At this period of my life this brother was so important a person to me that I shall have to give even more space to him in this chapter than he had in the last one.

Yet of my brothers he was not the one nearest to my heart. He was five full years my senior, and naturally associated with an elder brother, while we two smaller ones were left to amuse ourselves together in our own childish way. With a younger brother for only playmate, I prolonged my childhood, and when I was ten my brother of fifteen appeared a young man to me. We were all four extremely unlike in character as well as appearance, and alike in one thing only - the voice, inherited from our father; but just as our relationship appeared in that one physical character, so I think that under all the diversities in our minds and temperaments there was a hidden quality, a something of the spirit, which made us one; and this, I believe, came from the mother's side.

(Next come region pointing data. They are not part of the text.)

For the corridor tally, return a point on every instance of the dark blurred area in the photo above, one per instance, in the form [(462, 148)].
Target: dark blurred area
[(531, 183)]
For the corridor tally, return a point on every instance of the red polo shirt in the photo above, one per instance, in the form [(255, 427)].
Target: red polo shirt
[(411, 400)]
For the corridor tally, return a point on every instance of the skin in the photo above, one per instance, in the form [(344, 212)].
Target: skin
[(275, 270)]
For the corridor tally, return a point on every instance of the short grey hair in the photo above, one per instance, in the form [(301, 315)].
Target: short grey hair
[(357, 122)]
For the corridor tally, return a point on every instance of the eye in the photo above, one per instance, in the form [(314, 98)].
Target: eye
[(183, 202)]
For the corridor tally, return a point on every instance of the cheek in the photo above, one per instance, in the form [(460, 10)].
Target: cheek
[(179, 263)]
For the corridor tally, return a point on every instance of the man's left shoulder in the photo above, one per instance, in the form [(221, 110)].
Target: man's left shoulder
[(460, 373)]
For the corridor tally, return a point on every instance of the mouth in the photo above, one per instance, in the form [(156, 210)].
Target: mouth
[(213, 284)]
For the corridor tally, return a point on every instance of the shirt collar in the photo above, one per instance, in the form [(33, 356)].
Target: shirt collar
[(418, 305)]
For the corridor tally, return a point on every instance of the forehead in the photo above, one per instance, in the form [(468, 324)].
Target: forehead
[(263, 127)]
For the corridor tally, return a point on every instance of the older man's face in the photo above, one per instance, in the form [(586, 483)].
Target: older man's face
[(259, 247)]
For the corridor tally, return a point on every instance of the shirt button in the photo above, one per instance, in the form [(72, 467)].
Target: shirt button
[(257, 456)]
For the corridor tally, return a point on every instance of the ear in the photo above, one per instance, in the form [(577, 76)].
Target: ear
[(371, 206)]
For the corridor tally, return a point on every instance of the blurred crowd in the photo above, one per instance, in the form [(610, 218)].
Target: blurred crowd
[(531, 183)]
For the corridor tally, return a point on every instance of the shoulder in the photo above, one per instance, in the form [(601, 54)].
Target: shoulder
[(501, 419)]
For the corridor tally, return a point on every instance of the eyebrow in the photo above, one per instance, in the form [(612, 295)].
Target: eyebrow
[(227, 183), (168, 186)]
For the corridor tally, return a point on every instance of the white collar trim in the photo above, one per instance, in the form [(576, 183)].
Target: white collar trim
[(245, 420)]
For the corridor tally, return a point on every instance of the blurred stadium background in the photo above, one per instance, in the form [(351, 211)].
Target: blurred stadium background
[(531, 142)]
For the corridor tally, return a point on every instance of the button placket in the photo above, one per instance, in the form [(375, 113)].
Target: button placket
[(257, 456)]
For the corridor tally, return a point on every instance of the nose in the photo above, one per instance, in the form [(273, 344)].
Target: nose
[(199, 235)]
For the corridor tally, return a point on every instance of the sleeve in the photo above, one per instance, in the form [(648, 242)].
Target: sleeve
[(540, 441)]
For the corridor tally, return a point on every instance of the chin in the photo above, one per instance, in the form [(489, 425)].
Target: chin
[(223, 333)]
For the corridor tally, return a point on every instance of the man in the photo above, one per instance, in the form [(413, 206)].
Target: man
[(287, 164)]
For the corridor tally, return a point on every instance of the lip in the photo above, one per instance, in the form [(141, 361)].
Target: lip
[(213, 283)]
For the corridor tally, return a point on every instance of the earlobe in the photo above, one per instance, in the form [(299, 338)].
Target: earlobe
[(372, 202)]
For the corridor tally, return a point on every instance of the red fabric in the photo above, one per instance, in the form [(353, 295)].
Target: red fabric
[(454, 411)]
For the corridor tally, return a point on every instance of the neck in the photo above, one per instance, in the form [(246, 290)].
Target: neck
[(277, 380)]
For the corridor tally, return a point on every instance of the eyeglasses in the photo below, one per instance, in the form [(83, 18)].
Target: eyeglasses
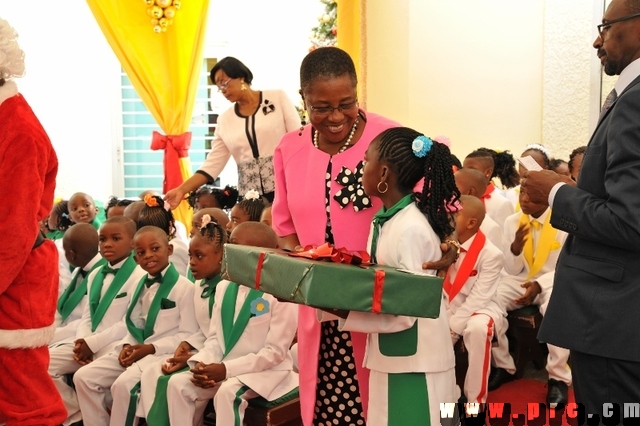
[(605, 25), (223, 85), (325, 111)]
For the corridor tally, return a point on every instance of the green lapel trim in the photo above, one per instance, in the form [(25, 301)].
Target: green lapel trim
[(232, 330), (382, 217), (73, 294), (169, 279), (98, 305), (210, 288)]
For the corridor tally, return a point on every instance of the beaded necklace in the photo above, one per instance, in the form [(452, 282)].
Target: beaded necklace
[(347, 142)]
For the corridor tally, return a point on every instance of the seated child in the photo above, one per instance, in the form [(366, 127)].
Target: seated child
[(407, 355), (205, 254), (160, 316), (469, 288), (472, 182), (115, 206), (80, 245), (246, 353), (82, 209), (249, 209), (493, 164), (208, 196), (109, 288), (217, 215), (531, 250), (155, 213)]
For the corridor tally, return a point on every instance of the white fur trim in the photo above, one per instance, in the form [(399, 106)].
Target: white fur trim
[(26, 339)]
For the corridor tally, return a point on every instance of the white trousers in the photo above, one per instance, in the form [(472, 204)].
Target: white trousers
[(187, 401), (477, 336), (441, 388), (557, 359), (105, 382)]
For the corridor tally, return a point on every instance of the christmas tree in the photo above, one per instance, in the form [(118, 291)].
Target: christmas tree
[(325, 33)]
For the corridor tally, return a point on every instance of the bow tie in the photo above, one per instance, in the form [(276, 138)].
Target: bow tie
[(107, 270), (149, 281)]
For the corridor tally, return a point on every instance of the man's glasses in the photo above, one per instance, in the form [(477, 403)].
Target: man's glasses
[(326, 111), (602, 28)]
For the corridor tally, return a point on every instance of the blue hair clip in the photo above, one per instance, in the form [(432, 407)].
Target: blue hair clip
[(421, 146)]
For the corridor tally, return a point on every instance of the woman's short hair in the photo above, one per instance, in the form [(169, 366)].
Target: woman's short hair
[(325, 63), (233, 68)]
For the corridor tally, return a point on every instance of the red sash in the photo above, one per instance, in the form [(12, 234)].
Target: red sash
[(464, 272)]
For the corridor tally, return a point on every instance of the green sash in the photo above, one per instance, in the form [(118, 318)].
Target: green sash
[(209, 290), (408, 400), (98, 305), (382, 217), (169, 279), (73, 294), (232, 330)]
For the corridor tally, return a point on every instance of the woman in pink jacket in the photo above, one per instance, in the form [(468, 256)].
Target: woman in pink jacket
[(319, 198)]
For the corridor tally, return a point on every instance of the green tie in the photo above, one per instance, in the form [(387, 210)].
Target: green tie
[(382, 217)]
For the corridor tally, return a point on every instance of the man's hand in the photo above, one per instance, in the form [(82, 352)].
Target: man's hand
[(132, 353), (518, 241), (532, 289), (179, 359), (538, 185)]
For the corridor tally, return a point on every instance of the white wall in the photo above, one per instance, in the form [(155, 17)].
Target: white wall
[(73, 77), (497, 73)]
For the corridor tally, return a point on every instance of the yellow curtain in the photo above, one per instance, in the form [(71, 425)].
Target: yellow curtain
[(164, 69), (349, 34)]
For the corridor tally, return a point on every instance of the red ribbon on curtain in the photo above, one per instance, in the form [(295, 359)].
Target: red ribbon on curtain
[(175, 147)]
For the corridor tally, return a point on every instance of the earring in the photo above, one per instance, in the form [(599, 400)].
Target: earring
[(302, 124)]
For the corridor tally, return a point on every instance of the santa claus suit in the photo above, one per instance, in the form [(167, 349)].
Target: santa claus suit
[(257, 362), (469, 288), (100, 326), (160, 315), (29, 279), (546, 246), (406, 352)]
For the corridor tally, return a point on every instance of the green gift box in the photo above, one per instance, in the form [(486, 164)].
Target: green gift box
[(326, 284)]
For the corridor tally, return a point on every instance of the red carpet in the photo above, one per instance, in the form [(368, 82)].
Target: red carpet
[(524, 397)]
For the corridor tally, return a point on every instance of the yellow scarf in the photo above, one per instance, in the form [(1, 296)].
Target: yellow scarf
[(545, 244)]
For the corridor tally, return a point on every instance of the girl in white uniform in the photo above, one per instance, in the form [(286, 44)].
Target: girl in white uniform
[(411, 359)]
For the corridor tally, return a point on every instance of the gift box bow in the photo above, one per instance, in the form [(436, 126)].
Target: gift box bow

That family likeness in the voice was brought home to us in a curious way just about this time, when I was in my tenth year. My brother went one day to Buenos Ayres, and arriving at the stable where our horses were always put up, long after dark, he left his horse, and on going out called to the stableman, giving him some direction. As soon as he had spoken, a feeble voice was heard from the open door of a dark room near the gate, calling, "That's a Hudson that spoke! Father or son - who is it?"

My brother turned back and groped his way into the dark room, and replied: "Yes, I'm a Hudson - Edwin's my name. Who are you?"

"Oh, I'm glad you're here! I'm your old friend Jack," returned the other, and it was a happy meeting between the boy in his sixteenth year and the grey-headed old battered vagabond and fighter, known far and wide in our part of the country as Jack the Killer, and by other dreadful nicknames, both English and Spanish. Now he was lying there alone, friendless, penniless, ill, on a rough bed the stableman had given him in his room. My brother came home full of the subject, sad at poor old Jack's broken-down condition and rejoicing that he had by chance found him there and had been able to give him help.

Jack the Killer was one of those strange Englishmen frequently to be met with in those days, who had taken to the gaucho's manner of life, when the gaucho had more liberty and was a more lawless being than he is now or can ever be again, unless that vast level area of the pampas should at some future time become dispeopled and go back to what it was down to half a century ago.